Revenons à l’autisme. Ce sont ces incapacités théoriques qui ont empêché beaucoup de psychanalystes de concevoir ses éléments marquants : le traumatisme vécu par des parents confrontés à un enfant présentant des tendances autistiques, le fait que les autistes souffrent d’un handicap qui ne leur permette pas d’identifier la signification des mimiques de leurs interlocuteurs (les psychanalystes allongent leurs patients pour mieux en ignorer l’importance) et le rôle que peuvent remplir les images pour leur permettre de poser des repères symboliques.

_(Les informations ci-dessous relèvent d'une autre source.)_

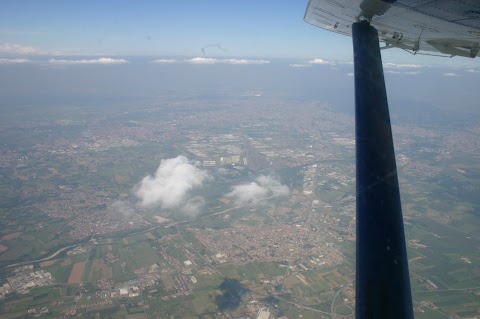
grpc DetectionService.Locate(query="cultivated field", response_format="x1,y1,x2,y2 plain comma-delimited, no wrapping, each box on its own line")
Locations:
68,261,86,284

Bref, autour de l’autisme, il n’y a pas eu de « bons » et de « mauvais » psychanalystes, mais des praticiens confrontés à l’impossibilité de penser en dehors des clous de leurs écoles respectives. C’est pourquoi, plutôt que de s’apitoyer sur la décision de la HAS, celle ci doit être l’occasion pour les psychanalystes d’engager plusieurs renouveaux théoriques. L’un d’entre eux est à mon avis la clé de tous les autres : c’est la reconnaissance de trois formes complémentaires et équivalentes de symbolisation.
La symbolisation sur un mode sensoriel, affectif et moteur implique les mouvements, les gestes et les mimiques. Ils nous permettent de nous donner des représentations de ce que nous pensons et éprouvons avant de constituer la base des liens sociaux.
La symbolisation imagée consiste à se donner des représentations imagées d’un événement. Il s’agit bien sûr d’images mentales, mais celles-ci sont souvent facilitées par des supports matériels, comme des photographies ou des films. L’événement est présent à travers sa trace qui constitue une forme de mise à distance : il est présent en son absence par sa représentation.
Enfin, la symbolisation sur un mode verbal correspond à une double mise à distance de l’événement : par le fait d’être formulé en son absence, et par le fait que cette formulation fasse intervenir une forme de codage de l’information totalement arbitraire.
Divers témoignages écrits par des autistes[1] nous invitent à repenser les choses de cette façon. Freud n’avait pas tout prévu.